Robt Seda-Schreiber, who heads up a GSA in a New Jersey middle school, holds uphis NEA Social Justice Activist of the Year medal.

ML: How different is all of this from what you remember for LGBTQ youth when you were in middle school?

RSS: When I was 12, my parents told me my beloved Uncle Les is gay. He couldn’t come out until now because his father, my Poppy, wouldn’t have understood. Now sadly my Poppy is dead, but my uncle can finally be who he has always been.

When I was an adolescent, these issues of identity, especially for youth, were shrouded in secrecy and thereby imbued with a sense of shame and wrongness. Nowadays, it is easier in that we realize how important it is to recognize and respect each child, no matter how they represent or indeed whom they love. But it is also important to know that we still have a very long and arduous journey to equality and these kids still face tremendous bullying and hardship in the form of physical, emotional, and psychological violence. We need to love, respect, and protect all our students as well as our colleagues and the folks in the greater community.

ML: What is your favorite success story in helping a young person, or for the GSA?

RSS: The Kreps School Gay-Straight Alliance invited Vincent V., a student from another district who because of his otherness was being bullied to the extent that he had to be home-schooled, to one of our Rainbow Dances. He came to the dance and realized there were other kids and, indeed, other adults who accepted and, in fact, celebrated him. I became his advocate and his family’s partner in a difficult legal battle with his district, resulting in that district paying for Vincent to attend our school.

Safe at our school, Vincent flourishe, finally able to realize who he was and who she had always been. Vincent became Vee, now Vita, our school’s first transgender student and she allowed me the honor of helping her with that transition. Vee’s bravery and self-realization was a gift to our entire school and our greater community and to me personally: a concrete example of the power of outreach, an abstract made very real. A life saved; a life realized. An extraordinary story indeed, but not uncommon in schools that allow GSA’s to exist.

ML: What do the kids say about what it feels like to march in a Pride Parade?

RSS: Marching in Asbury’s New Jersey Pride allowed my kids to feel a sense of pride in who they are and gave them a sense of a greater community. Seeing them take in all that love and acceptance literally brought tears to my eyes. It is an experience I think that opened their eyes and their hearts. It gave them strength and a sense of what is right and good in all people.

The Kreps Middle School GSA in this past June's New Jersey Pride Parade in Asbury Park. | MICHAEL LUONGO

ML: Do you see things getting harder or easier for LGBTQ youth in the current climate of the country?

RSS: The future for LGBTQ folks of all ages is fraught with much peril but one that I truly believe has hope in equal measure. We, of course. have an administration that is not only unsupportive but has indeed shown itself to be willfully ignorant and obstinate and fearful and hateful, but it’s in these dark times that we find our strength in each other and in our community. It may not seem like it, but these are our times. We will persevere, we will rise up, we will come out the other side — stronger, faster, better — with more folks on our side and at our backs. Love always has and always will trump hate. Remember that arc of justice will bend only if we do the good works to make it so.
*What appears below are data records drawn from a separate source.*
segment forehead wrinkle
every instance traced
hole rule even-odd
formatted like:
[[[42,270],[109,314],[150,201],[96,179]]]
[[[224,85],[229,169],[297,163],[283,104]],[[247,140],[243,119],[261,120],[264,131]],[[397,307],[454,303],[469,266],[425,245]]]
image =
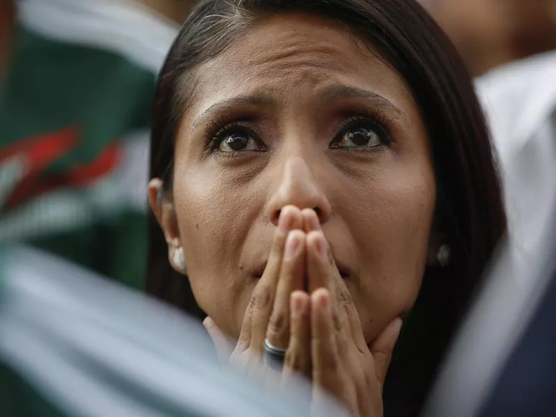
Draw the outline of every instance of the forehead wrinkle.
[[[307,70],[329,70],[341,72],[352,72],[354,68],[349,60],[338,63],[338,51],[327,46],[307,44],[280,47],[277,50],[265,50],[255,53],[251,59],[245,60],[244,65],[252,70],[260,68],[265,73],[269,70],[292,73],[304,68]]]

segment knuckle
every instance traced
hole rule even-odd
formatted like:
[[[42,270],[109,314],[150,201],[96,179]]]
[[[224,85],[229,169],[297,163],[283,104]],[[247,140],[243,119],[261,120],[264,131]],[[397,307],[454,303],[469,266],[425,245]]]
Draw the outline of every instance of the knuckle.
[[[340,315],[338,314],[337,311],[334,311],[332,313],[332,323],[336,332],[338,333],[342,332],[343,327],[342,326],[342,320],[340,319]]]
[[[273,336],[280,336],[287,329],[288,320],[284,311],[272,313],[268,323],[268,332]]]
[[[340,302],[343,306],[349,306],[353,305],[353,298],[350,290],[346,288],[341,288],[338,293]]]
[[[253,291],[249,302],[249,308],[251,310],[260,309],[267,306],[270,301],[270,289],[267,286],[259,285]]]
[[[327,372],[336,373],[339,370],[340,363],[335,354],[325,354],[321,357],[320,364]]]
[[[302,356],[298,352],[293,352],[289,349],[286,352],[284,361],[286,365],[293,370],[300,370],[304,366],[304,361]]]

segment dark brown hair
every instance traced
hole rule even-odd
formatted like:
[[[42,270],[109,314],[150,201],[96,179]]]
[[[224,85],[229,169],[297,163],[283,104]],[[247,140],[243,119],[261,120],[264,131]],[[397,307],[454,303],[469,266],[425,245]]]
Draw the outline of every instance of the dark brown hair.
[[[405,320],[384,386],[388,416],[416,416],[483,270],[505,229],[488,131],[461,60],[414,0],[206,0],[186,22],[161,72],[152,123],[151,177],[172,182],[174,139],[193,95],[195,69],[229,47],[253,19],[301,13],[330,19],[364,40],[404,79],[431,142],[438,195],[436,223],[452,261],[428,268]],[[188,280],[168,264],[150,226],[147,291],[202,316]]]

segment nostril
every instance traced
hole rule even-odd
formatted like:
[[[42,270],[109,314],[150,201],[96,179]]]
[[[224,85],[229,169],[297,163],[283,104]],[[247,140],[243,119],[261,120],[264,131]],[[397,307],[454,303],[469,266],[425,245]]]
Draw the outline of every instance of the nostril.
[[[272,215],[270,221],[275,226],[278,226],[278,221],[280,220],[280,213],[282,212],[281,210],[277,210],[274,212],[274,215]]]

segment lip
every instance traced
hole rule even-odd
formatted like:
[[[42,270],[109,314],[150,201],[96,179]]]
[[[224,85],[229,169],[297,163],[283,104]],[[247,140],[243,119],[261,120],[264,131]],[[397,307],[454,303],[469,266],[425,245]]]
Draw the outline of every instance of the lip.
[[[336,262],[336,266],[338,268],[338,272],[340,273],[340,276],[343,279],[347,279],[352,276],[352,273],[351,270],[345,263],[338,259],[334,259],[334,261]],[[253,277],[257,279],[260,279],[263,276],[265,269],[266,269],[266,264],[268,262],[268,261],[265,259],[262,262],[259,263],[256,268],[253,270]]]

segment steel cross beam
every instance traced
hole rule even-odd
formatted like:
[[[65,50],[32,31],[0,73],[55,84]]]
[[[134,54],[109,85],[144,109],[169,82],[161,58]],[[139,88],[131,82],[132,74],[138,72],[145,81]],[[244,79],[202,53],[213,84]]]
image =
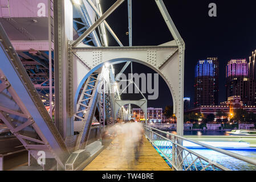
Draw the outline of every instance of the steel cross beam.
[[[35,159],[45,150],[64,168],[69,151],[1,25],[0,57],[1,119]]]
[[[74,121],[74,125],[78,125],[74,127],[78,129],[80,132],[76,140],[76,150],[84,149],[86,146],[102,84],[101,75],[95,73],[87,79],[81,93],[77,105],[77,113],[74,115],[78,119],[77,121]]]
[[[95,7],[94,4],[92,3],[92,2],[91,0],[86,0],[87,2],[89,3],[89,5],[91,6],[91,7],[94,9],[94,11],[96,13],[97,15],[98,16],[100,17],[102,16],[102,14],[97,9],[97,8]],[[120,46],[124,46],[121,42],[121,41],[118,38],[117,36],[115,34],[113,30],[111,28],[111,27],[109,26],[108,23],[106,22],[106,20],[103,21],[103,23],[104,24],[106,28],[108,29],[108,30],[109,31],[110,34],[113,36],[114,39],[116,40],[116,42],[118,43]]]
[[[98,26],[111,14],[125,0],[117,0],[99,19],[89,27],[72,44],[72,47],[77,47],[83,40],[88,36]]]

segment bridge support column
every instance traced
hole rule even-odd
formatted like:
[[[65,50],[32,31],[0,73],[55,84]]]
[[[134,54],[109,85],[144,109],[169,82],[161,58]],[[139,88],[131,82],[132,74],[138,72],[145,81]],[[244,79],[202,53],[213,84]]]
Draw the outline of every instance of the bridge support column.
[[[73,40],[71,1],[55,0],[54,78],[55,125],[64,139],[74,135],[72,58],[68,40]]]

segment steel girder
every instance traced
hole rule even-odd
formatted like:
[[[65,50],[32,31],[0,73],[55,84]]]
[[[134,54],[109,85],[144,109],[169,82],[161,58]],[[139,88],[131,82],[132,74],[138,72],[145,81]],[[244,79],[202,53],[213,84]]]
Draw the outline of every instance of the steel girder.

ML: What are your plans for the school year related to the GSA?

RSS: The Kreps School Gay-Straight Alliance plans to have another fabulous year indeed. We will continue to host our fabulous Rainbow, Superhero, and various themed dances, bequeath our annual scholarship awards given to our inspirational graduates, hold our weekly meetings open to any and all students, faculty, and community members, present informational and motivational workshops, sell our fashion-forward T-shirts to raise monies for various charities, and many more fun and exciting and inspiring activities. This year we also plan to donate a Rainbow Flag to our school to be hung centrally in our cafeteria as a symbol of our pride and our sense of acceptance and community within the school!